Isso é de se esperar, já que qualquer montadora aumenta sua cadeia de suprimentos de veículos elétricos e baterias, algo que é, em grande parte, muito diferente dos carros a gasolina. Mas o Wall Street Journal não está necessariamente dando à Ford a aprovação que ela queria. E com os veículos elétricos, o componente mais importante é o mais caro: a bateria. A China ainda é quase totalmente dona dessa cadeia de suprimentos. Embora os Estados Unidos estejam fazendo movimentos para recuperar o atraso - graças, em grande parte, aos incentivos da Lei de Redução da Inflação - a vantagem da China é enorme. Além disso, a intensa competição pela "sobrevivência do mais apto" entre os fabricantes de automóveis na China tem impulsionado avanços incríveis na redução de custos.

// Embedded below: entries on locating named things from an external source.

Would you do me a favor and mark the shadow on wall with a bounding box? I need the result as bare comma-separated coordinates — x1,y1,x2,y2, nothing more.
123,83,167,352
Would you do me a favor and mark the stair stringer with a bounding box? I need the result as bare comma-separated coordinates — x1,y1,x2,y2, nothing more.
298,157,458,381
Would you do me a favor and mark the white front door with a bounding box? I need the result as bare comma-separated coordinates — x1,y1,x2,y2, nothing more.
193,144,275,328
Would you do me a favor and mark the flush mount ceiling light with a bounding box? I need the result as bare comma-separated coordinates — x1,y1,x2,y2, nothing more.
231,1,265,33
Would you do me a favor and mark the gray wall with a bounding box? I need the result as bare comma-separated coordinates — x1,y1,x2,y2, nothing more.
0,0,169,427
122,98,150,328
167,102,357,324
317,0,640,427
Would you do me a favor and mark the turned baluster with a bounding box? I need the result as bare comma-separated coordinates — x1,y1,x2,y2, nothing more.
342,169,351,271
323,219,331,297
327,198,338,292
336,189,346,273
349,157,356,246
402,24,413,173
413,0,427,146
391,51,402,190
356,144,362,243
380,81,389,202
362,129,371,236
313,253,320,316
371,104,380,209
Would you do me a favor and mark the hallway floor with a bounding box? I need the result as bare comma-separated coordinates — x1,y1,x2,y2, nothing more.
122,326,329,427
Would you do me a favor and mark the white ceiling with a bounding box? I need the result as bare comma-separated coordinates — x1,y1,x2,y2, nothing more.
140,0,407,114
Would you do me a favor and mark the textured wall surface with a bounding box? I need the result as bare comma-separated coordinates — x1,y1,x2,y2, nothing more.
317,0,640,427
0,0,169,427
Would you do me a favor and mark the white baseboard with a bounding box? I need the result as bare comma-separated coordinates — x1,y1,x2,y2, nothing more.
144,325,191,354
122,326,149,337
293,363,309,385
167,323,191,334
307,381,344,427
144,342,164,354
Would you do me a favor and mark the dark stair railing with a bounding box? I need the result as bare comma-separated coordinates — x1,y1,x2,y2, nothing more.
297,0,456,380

Em outras palavras, está claro que, por melhores que sejam o Mach-E e o Lightning, eles são tentativas iniciais de elétricos que simplesmente não funcionarão nos mercados internacionais ou se os chineses chegarem aos Estados Unidos. "A execução de um padrão chinês será a prioridade mais importante", disse Farley na reportagem.
Ford F-150 Lightning em uma estação de Supercharging da Tesla
Essa matéria também diz que o CEO vê os elétricos chineses como "uma ameaça imediata na Europa e em outros mercados estrangeiros, e um risco de longo prazo nos lucros da Ford na América do Norte, independentemente de medidas protecionistas".
A história se encerra com Farley e Doug Field, um veterano da Apple e da Tesla que lidera os esforços de EV e tecnologia na Ford, pensando em como cortar US$ 800 de um protótipo elétrico sem tornar o carro, em suas palavras, "realmente uma droga".
Isso é o que os fabricantes de automóveis da China já descobriram. A Ford também espera chegar lá. Mas agora é uma corrida contra o tempo para fazer isso.